Some documentation first
Having a clean python environment:
An introduction to neural networks and deep learning:
Extracting vocals from music
Syllable segmentation
Symbolic methods
Machine Learning & Deep Learning methods
Using CNNs on spectrogram images (Schlüter, Böck, 2014) :
Aligning lyrics to song (Jiawen Huang, Emmanouil Benetos, Sebastian Ewert, 2022)
Other methods
Other stuff goes here
Syllable recognition
If we ever want to use an AI to identify syllables without a reference lyrics file
Installation
Requirements
- MKVToolnix (at least the CLI utils)
- Python >= 3.8
Optional :
- PyTorch for custom model training : follow the instructions here
All other python modules can be installed directly through pip, see further.
This project requires at least Python 3.8, and using a virtual environment is strongly recommended.
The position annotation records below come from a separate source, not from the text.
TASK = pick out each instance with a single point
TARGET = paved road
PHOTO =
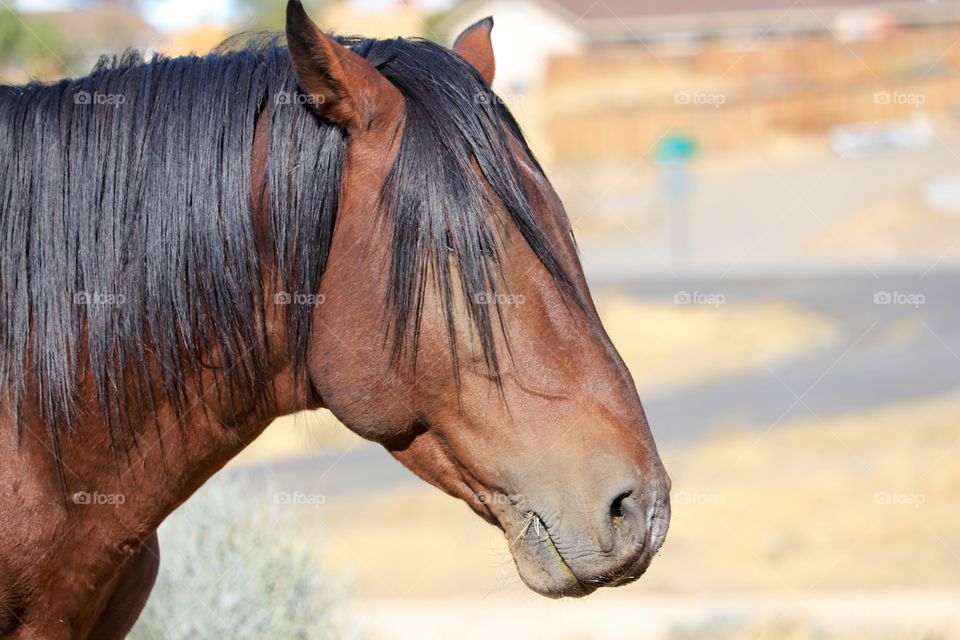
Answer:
(758, 219)
(884, 353)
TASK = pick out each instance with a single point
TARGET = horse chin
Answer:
(540, 564)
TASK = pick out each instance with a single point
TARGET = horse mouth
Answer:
(541, 565)
(545, 570)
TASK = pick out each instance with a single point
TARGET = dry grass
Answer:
(669, 345)
(900, 230)
(863, 501)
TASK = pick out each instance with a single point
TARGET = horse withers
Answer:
(192, 247)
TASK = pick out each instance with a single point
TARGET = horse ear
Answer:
(474, 46)
(340, 85)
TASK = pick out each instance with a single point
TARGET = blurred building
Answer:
(530, 32)
(605, 81)
(402, 18)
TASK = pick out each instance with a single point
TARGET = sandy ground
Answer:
(839, 529)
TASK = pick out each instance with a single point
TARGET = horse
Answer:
(195, 246)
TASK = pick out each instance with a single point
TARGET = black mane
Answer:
(126, 239)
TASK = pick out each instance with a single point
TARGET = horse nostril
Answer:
(617, 506)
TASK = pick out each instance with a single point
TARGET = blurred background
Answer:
(766, 195)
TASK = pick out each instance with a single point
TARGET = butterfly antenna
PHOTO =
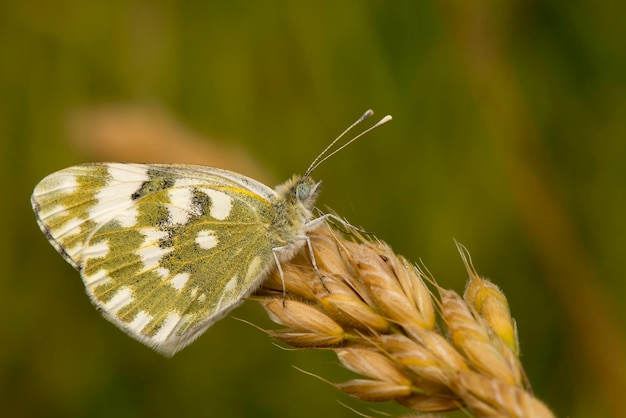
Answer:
(321, 157)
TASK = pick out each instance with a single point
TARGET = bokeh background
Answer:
(509, 134)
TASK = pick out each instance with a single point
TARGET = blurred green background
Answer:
(508, 134)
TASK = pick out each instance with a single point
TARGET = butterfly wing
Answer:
(164, 250)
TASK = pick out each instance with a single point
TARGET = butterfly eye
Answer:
(303, 191)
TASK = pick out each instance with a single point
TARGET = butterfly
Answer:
(166, 250)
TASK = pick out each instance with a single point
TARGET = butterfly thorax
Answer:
(292, 207)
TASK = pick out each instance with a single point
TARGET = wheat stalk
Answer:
(374, 310)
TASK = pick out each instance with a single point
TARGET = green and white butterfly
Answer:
(166, 250)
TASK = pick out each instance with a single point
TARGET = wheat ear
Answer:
(374, 310)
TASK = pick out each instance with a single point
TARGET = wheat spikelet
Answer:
(373, 308)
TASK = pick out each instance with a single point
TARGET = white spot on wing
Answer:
(169, 326)
(179, 281)
(231, 285)
(70, 227)
(180, 206)
(114, 199)
(141, 320)
(101, 249)
(123, 297)
(206, 239)
(98, 278)
(221, 203)
(253, 269)
(150, 252)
To install the dependencies, execute in the project directory :
$ python -m venv env # create the virtual environment, do it once
$ source env/bin/activate # use the virtual environement
# Install the required python modules
$ pip install -r requirements.txt
# To exit the virtual environment
$ deactivate
Having a CUDA-capable GPU is optional, but can greatly reduce processing time in some situations.
Use
Autokara
To use Autokara, you need :
- A media file of the song (video, or pre-extracted vocals)
- An ASS file with the lyrics, split by syllable
To execute AutoKara on a MKV video file and an ASS file containing the lyrics (ASS will be overwritten):
$ python autokara.py video.mkv lyrics.ass
To output to a different file (and keep the original) :
$ python autokara.py video.mkv lyrics.ass -o output.ass
To execute AutoKara on a (pre-extracted) WAV (or OGG, MP3, ...) vocals file, pass the --vocals
flag :
$ python autokara.py vocals.wav output.ass --vocals
Useful scripts
To only extract .wav audio from a MKV file :
$ ./extractWav.sh source_video output_audio
To only extract .ass sub file from a MKV file :
$ ./extractAss.sh source_video output_subs
To only separate vocals from instruments in an audio file :
demucs --two-stems=vocals -o output_folder audio_file.wav
Batch preprocessing (vocals + ASS extraction) of all videos in a directory :
$ ./preprocess_media.sh video_folder output_folder
A visualization tool, mainly intended for debug. Does the same as autokara.py, but instead of writing to a file, plots a graphic with onset times, spectrogram, probability curves,... Does not work on video files, only separated vocals audio files
$ python plot_syls.py vocals.wav lyrics.ass